One common objection to this movement is, that if the principles of freedom and equality which we advocate were put into practice, it would destroy all harmony in the domestic circle. Here let me ask, how many truly harmonious households have we now? … The only happy households we now see are those in which husband and wife share equally in counsel and government. There can be no true dignity or independence where there is subordination to the absolute will of another, no happiness without freedom. Let us then have no fears that the movement will disturb what is seldom found, a truly united and happy family.…
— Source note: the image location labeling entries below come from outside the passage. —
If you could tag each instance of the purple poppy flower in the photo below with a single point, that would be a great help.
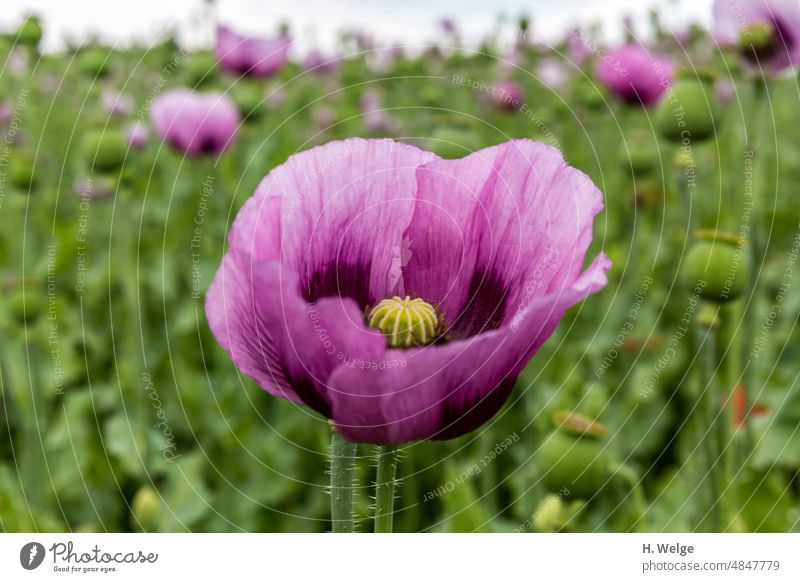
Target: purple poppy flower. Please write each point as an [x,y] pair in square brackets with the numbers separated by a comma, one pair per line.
[137,135]
[494,243]
[195,123]
[779,19]
[508,95]
[250,55]
[635,75]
There seems now to be a kind of moral stagnation in our midst. Philanthropists have done their utmost to rouse the nation to a sense of its sins.… Our churches are multiplying on all sides, our missionary societies, Sunday schools, and prayer meetings and innumerable charitable and reform organizations are all in operation, but still the tide of vice is swelling, and threatens the destruction of everything, and the battlements of righteousness are weak against the raging elements of sin and death. Verily, the world waits the coming of some new elements, some purifying power, some spirit of mercy and love. The voice of woman has been silenced in the state, the church, and the home, but man cannot fulfill his destiny alone, he cannot redeem his race unaided. There are deep and tender chords of sympathy and love in the heart of the downfallen and oppressed that woman can touch more skillfully than man. The world has never yet seen a truly great and virtuous nation, because in the degradation of woman the very fountains of life are poisoned at their source. It is vain to look for silver and gold from mines of copper and lead. It is the wise mother that has the wise son. So long as your women are slaves you may throw your colleges and churches to the winds.… Truly are the sins of the fathers visited upon the children to the third and fourth generation. God, in his wisdom, has so linked the whole human family together that any violence dome at one end of the chain is felt throughout its length, and here, too, is the law of restoration, as in woman all have fallen, so in her elevation shall the race be recreated.

…We do not expect our path will be strewn with the flowers of popular applause, but over the thorns of bigotry and prejudice will be our way, and on our banners will beat the dark stormclouds of opposition from those who have entrenched themselves behind the stormy bulwarks of custom and authority, and who have fortified their position by every means, holy and unholy. But we will steadfastly abide the result. Unmoved we will bear it aloft. Undaunted we will unfurl it to the gale, for we know that the storm cannot rend from it a shred, that the electric flash will but more clearly show to us the glorious words inscribed upon it, “Equality of Rights.”